The data here is the fluorescent microscopy acquisition of Saccharomyces cerevisiae cells. Here also, the actual data is composed of three stacks of images corresponding to red, green and blue emission wavelengths. We discard the blue DIC channel. The results of denoising are shown in Fig. 6.

In Fig. 6(a), we show a single cell excerpt of the noisy experimental data. The observation is the same as that seen for experiment 391. The proposed denoising scheme achieves clear visible superiority over the other algorithms, with minimal background noise, low diffusion of colors or artefacts along the cellular boundary with improved sharpness compared to the noisy data. Notably, the nucleoporins (in green) surrounding the yeast nucleus are more clearly visible compared to the other techniques.


Imaging in fluorescence microscopy suffers from the drawback of measurement noise and photon noise, which severely degrades the resolution of the captured image. The objective of this paper is to address the issue of noise removal (denoising) in fluorescence microscopy. The proposed algorithm is a two stage process. In the first step, essential features of the image are retrieved, in the form of a mask (set \({ {\mathcal M} }_{\infty }\), discussed in Methods), with the corrupting noise eliminated almost completely. In the second stage, a noise free version of the image is reconstructed from the information of the gradients restricted to this mask. The gradients that correspond to the extracted features of the image are the most informative and least corrupted gradients of the image. Hence, when we try to reconstruct the image from these gradient information, noise propagation is minimum (and negligible in certain cases) and the result is a resolution enhanced denoised image. The proposed method is therefore based on a multifractal decomposition of the noisy image in which we isolate the most informative set \({ {\mathcal M} }_{\infty }\) as defined by equation 5. From this set a denoised image is computed with the help of a diffusion process, which is less sensitive to Poisson-Gaussian noise perturbations on the boundary set \({ {\mathcal M} }_{\infty }\). This explains the quality of results obtained w.r.t. the competing algorithms.
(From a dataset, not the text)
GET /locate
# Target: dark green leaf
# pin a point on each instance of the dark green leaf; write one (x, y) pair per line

The merit of this algorithm can be seen from its denoising results on real fluorescence microscopy data, shown in Figs 5 and 6 as well as on simulated fluorescence microscopy data shown in Fig. 2. The competing algorithms are the state-of-the-art fluorescence microscopy image denoising algorithms, and are widely popular in the scientific community. Their performance when compared with the proposed scheme clearly shows the latter’s superiority. This is further validated through quantitative analysis, of all the denoising algorithms, on the simulated data as is shown in Fig. 3. The proposed method achieves the lowest residual error, which further validates its merit.